Vu la requête de Monsieur X se disant [N] [I] [W] en contestation de la régularité de la décision de placement en rétention administrative en date du 21 Octobre 2024 réceptionnée par le greffe du juge des libertés et de la détention le 21 Octobre 2024 à 17 heures 01 ;
Par requête du 21 Octobre 2024 reçue au greffe à 16 heures 04, Monsieur le Préfet invoquant devoir maintenir l’intéressé au-delà de quatre jours, demande l’autorisation de prolonger ce délai pour une durée de VINGT-SIX jours maximum.
En application des articles L.743-9 et L. 743-24 du Code de l’Entrée et du Séjour des Etrangers et du Droit d’Asile il a été rappelé à l’intéressé, assisté de Me Adrien DELBIAUSSE, avocat au Barreau de BOULOGNE-SUR-MER et commis d’office, les droits qui lui sont reconnus pendant la rétention et a été informé des possibilités et des délais de recours contre toutes les décisions le concernant ; qu’il a été entendu en ses observations.
L’intéressé déclare : Je souhaite être assisté d’un avocat. Je suis innocent sur le point de vue pénal.
J’ai dit que j’avais un titre de voyage européen de l’Italie. Je suis détenteur de l’asile politique en Italie. J’ai toujours respecté la loi européenne. J’ai fait l’effort de pas dépasser 90 jours sur le territoire français. Le 20 août j’étais reparti en Italie. On m’a pas demandé mon adresse en Italie. Elle est sur le titre de séjour. Ils m’ont demandé mon adresse ici. J’ai dit que je suis hébergé à [Localité 1]. Mon titre n’est pas au CRA. Il est à [Localité 1].
Me Adrien DELBIAUSSE entendu en ses observations ; dans l’audition de monsieur, il dit qu’il est réfugié et qu’il a un titre de séjour italien. Tous les trois mois, il fait la navette France Italie. Dès l’audition , il est établi qu’il a des attaches en Italie. Son titre est valable jusqu’en 2028. L’OQTF prévoit un pays de retour à savoir le Congo. En vertu de L. 741-3 du CESEDA, tout ce qui cause l’allongement de la rétention est une négligence de l’administration. La préfecture aurait du faire une demande de réadmission auprès des autorités italiennes. Si la demande de réadmission en Italie avait été faite, on aurait déjà eu un retour. Il a le droit de séjourner en Italie.
Sur la demande de vol, sur le routing on demande un vol à partir du 4 novembre jusqu’au 15 novembre. La préfecture donne une fenêtre de 11 jours. Je ne sais pas pourquoi.

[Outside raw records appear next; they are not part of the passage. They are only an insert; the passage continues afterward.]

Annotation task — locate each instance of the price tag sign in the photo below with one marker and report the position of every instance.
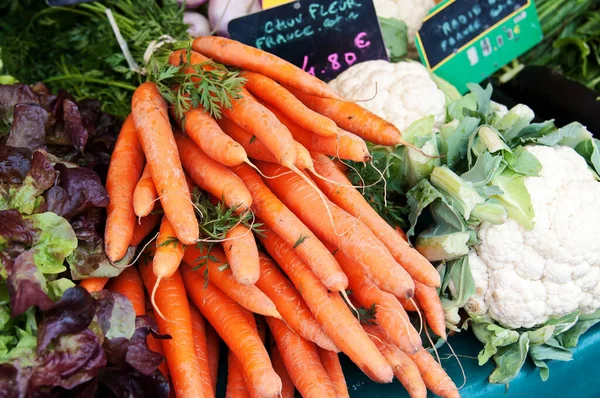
(323, 37)
(465, 41)
(56, 3)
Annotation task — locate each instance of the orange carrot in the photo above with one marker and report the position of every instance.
(290, 304)
(207, 134)
(277, 96)
(144, 227)
(242, 254)
(126, 164)
(180, 352)
(302, 361)
(93, 284)
(129, 284)
(213, 177)
(167, 256)
(429, 301)
(156, 346)
(287, 390)
(345, 145)
(354, 118)
(151, 118)
(213, 345)
(199, 332)
(354, 239)
(144, 195)
(330, 310)
(278, 217)
(404, 368)
(331, 363)
(236, 387)
(236, 54)
(389, 313)
(351, 200)
(434, 376)
(229, 321)
(249, 297)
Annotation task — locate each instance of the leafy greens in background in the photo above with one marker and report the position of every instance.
(470, 171)
(74, 47)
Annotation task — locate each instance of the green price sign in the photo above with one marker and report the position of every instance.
(465, 41)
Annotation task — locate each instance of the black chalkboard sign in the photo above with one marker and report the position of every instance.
(56, 3)
(458, 23)
(323, 37)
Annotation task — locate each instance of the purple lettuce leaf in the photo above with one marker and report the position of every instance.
(28, 129)
(71, 314)
(14, 164)
(73, 125)
(26, 286)
(81, 189)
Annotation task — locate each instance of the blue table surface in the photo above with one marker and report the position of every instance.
(577, 378)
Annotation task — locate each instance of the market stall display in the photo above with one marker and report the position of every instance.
(195, 217)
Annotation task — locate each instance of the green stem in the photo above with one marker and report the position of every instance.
(85, 79)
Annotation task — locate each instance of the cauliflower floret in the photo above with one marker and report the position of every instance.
(401, 93)
(523, 278)
(412, 12)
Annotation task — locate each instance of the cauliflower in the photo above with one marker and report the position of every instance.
(401, 93)
(524, 277)
(412, 12)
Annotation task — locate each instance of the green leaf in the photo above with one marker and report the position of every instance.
(395, 37)
(509, 360)
(55, 241)
(515, 197)
(492, 335)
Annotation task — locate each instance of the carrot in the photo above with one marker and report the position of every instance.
(144, 195)
(389, 313)
(278, 217)
(213, 345)
(255, 148)
(302, 361)
(242, 254)
(126, 164)
(129, 284)
(199, 333)
(331, 363)
(156, 346)
(287, 389)
(356, 241)
(151, 118)
(351, 200)
(274, 94)
(144, 227)
(345, 145)
(330, 310)
(434, 376)
(404, 368)
(229, 321)
(93, 284)
(183, 363)
(207, 134)
(290, 304)
(213, 177)
(167, 256)
(249, 297)
(241, 56)
(236, 387)
(429, 300)
(354, 118)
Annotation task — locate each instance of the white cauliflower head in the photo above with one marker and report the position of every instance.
(524, 277)
(401, 93)
(412, 12)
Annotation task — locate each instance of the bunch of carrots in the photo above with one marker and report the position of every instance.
(323, 250)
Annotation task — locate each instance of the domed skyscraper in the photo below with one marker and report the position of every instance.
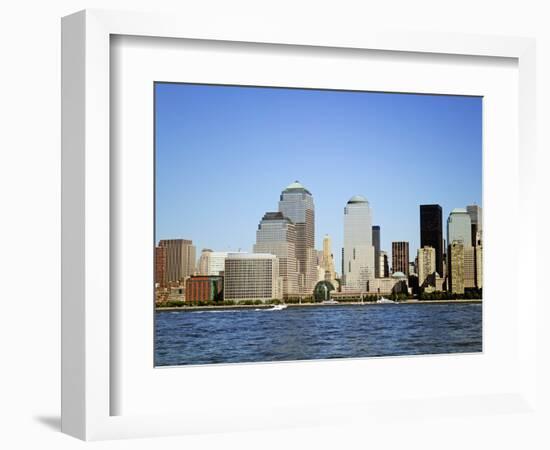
(358, 255)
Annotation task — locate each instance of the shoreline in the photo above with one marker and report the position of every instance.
(309, 305)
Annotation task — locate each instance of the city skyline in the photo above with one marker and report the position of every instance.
(192, 204)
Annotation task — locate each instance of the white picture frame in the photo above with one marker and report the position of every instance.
(88, 387)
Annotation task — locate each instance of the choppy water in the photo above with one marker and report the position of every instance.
(246, 335)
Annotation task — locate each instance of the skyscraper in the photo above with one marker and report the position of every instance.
(160, 266)
(204, 260)
(461, 253)
(376, 244)
(384, 265)
(328, 259)
(456, 269)
(459, 227)
(426, 265)
(358, 257)
(474, 211)
(276, 235)
(252, 276)
(296, 203)
(400, 257)
(431, 232)
(180, 259)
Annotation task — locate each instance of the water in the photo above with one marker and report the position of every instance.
(246, 335)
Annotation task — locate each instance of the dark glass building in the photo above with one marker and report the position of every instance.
(431, 232)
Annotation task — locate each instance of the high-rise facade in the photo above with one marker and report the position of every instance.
(376, 244)
(479, 266)
(276, 235)
(459, 227)
(384, 264)
(296, 203)
(358, 256)
(431, 232)
(474, 211)
(328, 259)
(204, 259)
(456, 269)
(400, 257)
(160, 266)
(216, 263)
(427, 263)
(180, 259)
(252, 276)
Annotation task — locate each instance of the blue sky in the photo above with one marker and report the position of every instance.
(225, 153)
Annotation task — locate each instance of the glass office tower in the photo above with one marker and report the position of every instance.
(296, 203)
(358, 255)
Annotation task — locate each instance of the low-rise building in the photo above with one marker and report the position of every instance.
(204, 288)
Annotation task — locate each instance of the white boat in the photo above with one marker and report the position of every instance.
(276, 308)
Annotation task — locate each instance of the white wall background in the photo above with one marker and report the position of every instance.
(29, 223)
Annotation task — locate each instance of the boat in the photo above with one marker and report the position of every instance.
(276, 308)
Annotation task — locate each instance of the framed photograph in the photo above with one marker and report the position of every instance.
(252, 217)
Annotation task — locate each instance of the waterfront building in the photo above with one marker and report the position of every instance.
(456, 269)
(296, 203)
(426, 265)
(358, 249)
(202, 265)
(479, 266)
(376, 244)
(180, 259)
(327, 261)
(383, 264)
(460, 252)
(160, 267)
(276, 234)
(400, 257)
(431, 232)
(474, 211)
(252, 276)
(203, 288)
(469, 267)
(459, 227)
(398, 283)
(216, 263)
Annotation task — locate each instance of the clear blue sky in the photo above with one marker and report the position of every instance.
(225, 153)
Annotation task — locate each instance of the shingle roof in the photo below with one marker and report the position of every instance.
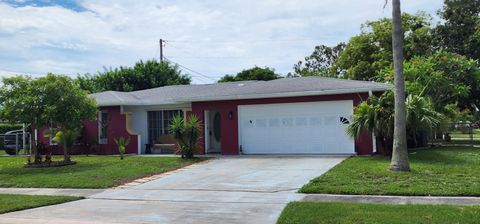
(285, 87)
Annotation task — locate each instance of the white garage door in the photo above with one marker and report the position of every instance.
(296, 128)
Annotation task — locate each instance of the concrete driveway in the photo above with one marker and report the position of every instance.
(224, 190)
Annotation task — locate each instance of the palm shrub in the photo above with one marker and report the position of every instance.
(377, 115)
(186, 133)
(122, 145)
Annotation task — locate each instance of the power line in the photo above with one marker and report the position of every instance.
(247, 40)
(191, 70)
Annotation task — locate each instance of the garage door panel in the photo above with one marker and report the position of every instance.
(295, 128)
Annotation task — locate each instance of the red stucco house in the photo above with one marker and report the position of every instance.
(306, 115)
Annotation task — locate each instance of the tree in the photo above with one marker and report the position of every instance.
(67, 105)
(321, 62)
(23, 102)
(255, 73)
(367, 53)
(447, 78)
(399, 151)
(460, 32)
(143, 75)
(377, 115)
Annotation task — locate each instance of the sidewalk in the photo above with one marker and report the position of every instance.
(52, 191)
(381, 199)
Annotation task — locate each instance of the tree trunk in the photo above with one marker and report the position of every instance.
(399, 151)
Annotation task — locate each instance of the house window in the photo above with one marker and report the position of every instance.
(52, 128)
(158, 122)
(102, 127)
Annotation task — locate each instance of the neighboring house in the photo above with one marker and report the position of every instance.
(285, 116)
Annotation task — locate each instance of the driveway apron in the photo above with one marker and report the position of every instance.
(241, 189)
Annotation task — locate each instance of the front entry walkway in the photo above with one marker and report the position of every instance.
(225, 190)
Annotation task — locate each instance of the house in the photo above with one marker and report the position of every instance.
(307, 115)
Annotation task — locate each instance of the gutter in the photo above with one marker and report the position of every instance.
(141, 102)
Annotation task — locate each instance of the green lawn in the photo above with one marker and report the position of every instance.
(89, 172)
(325, 212)
(450, 171)
(13, 202)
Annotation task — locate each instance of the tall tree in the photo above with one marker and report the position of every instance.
(399, 152)
(255, 73)
(40, 102)
(460, 32)
(321, 62)
(67, 106)
(367, 53)
(22, 102)
(143, 75)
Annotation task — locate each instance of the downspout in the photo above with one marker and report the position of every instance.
(374, 138)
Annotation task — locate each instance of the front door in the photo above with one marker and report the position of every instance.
(212, 132)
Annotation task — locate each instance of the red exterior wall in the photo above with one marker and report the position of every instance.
(116, 128)
(229, 128)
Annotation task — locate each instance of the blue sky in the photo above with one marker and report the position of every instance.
(211, 37)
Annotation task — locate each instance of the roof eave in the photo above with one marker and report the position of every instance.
(287, 94)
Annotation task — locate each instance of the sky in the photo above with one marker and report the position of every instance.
(209, 38)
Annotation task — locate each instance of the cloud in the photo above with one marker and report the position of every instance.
(211, 37)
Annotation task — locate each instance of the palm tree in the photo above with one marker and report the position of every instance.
(399, 152)
(377, 115)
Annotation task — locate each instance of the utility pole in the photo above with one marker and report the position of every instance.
(161, 50)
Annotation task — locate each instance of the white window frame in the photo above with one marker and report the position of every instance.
(101, 140)
(160, 120)
(52, 135)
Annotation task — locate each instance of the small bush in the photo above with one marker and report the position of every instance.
(122, 144)
(187, 134)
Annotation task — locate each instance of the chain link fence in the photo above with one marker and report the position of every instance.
(15, 143)
(462, 133)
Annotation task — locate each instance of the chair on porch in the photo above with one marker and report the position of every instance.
(164, 144)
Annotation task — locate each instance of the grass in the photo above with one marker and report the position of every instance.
(11, 202)
(326, 212)
(458, 141)
(89, 172)
(459, 134)
(448, 171)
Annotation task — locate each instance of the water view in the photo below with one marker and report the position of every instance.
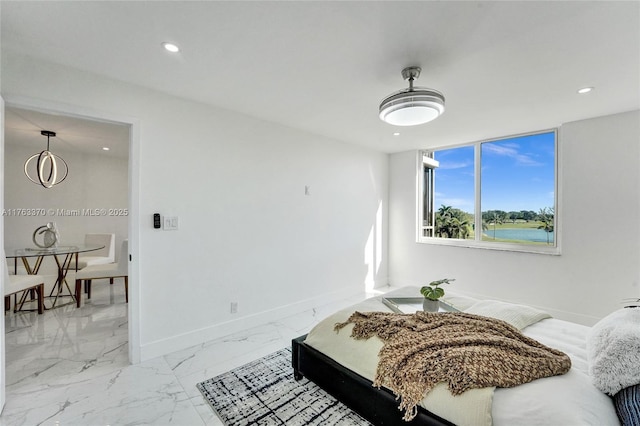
(522, 234)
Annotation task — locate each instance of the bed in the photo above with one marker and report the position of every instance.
(346, 367)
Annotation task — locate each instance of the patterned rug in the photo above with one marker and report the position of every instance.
(264, 392)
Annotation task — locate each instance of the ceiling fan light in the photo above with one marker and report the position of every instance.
(412, 106)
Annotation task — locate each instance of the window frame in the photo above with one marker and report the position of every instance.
(554, 249)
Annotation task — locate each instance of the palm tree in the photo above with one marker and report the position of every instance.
(546, 218)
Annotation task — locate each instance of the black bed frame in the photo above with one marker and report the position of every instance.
(378, 406)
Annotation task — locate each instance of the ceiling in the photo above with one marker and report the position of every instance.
(323, 67)
(22, 127)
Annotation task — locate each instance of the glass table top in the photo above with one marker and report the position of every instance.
(60, 250)
(411, 305)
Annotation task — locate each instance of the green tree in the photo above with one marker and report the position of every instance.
(452, 223)
(546, 219)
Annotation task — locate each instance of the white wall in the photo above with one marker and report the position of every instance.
(600, 213)
(94, 182)
(248, 233)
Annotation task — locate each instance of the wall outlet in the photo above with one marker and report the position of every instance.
(170, 223)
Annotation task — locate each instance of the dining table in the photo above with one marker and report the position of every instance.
(63, 255)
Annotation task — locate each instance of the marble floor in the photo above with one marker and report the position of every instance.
(70, 366)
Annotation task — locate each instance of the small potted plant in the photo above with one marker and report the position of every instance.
(432, 293)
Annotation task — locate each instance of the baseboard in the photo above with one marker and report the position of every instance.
(175, 343)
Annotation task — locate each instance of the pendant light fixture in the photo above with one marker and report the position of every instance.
(412, 106)
(51, 169)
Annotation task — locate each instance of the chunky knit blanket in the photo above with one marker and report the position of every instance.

Sur le recours ; je soutiens le défaut de diligences utiles de l’administration par rapport à sa qualité de demandeur d’asile en Italie. Je soutiens aussi l’erreur manifeste d’appréciation sur sa situation. Je soulève également la question de son assignation à résidence. Il a une carte de réfugié. Il justifie de son document de voyage, d’une carte vitale italienne et une attestation d’hébergement.
Je sollicite sa remise en liberté ou à tout le moins de le placer en assignation à résidence.
MOTIFS
Le 20 août 2024, Madame [I] [R] déposait plainte pour des faits de violences conjugales de la part de son ex-compagnon sur elle-même et ses enfants. Dans ce contexte, Monsieur [I] [W] est placé en garde-à-vue le 17 octobre 2024. A l’issue (classement), Monsieur [I] [W] a fait l’objet d’un arrêté portant obligation de quitter le territoire en date du 18 octobre 2024 et d’un placement en rétention administrative.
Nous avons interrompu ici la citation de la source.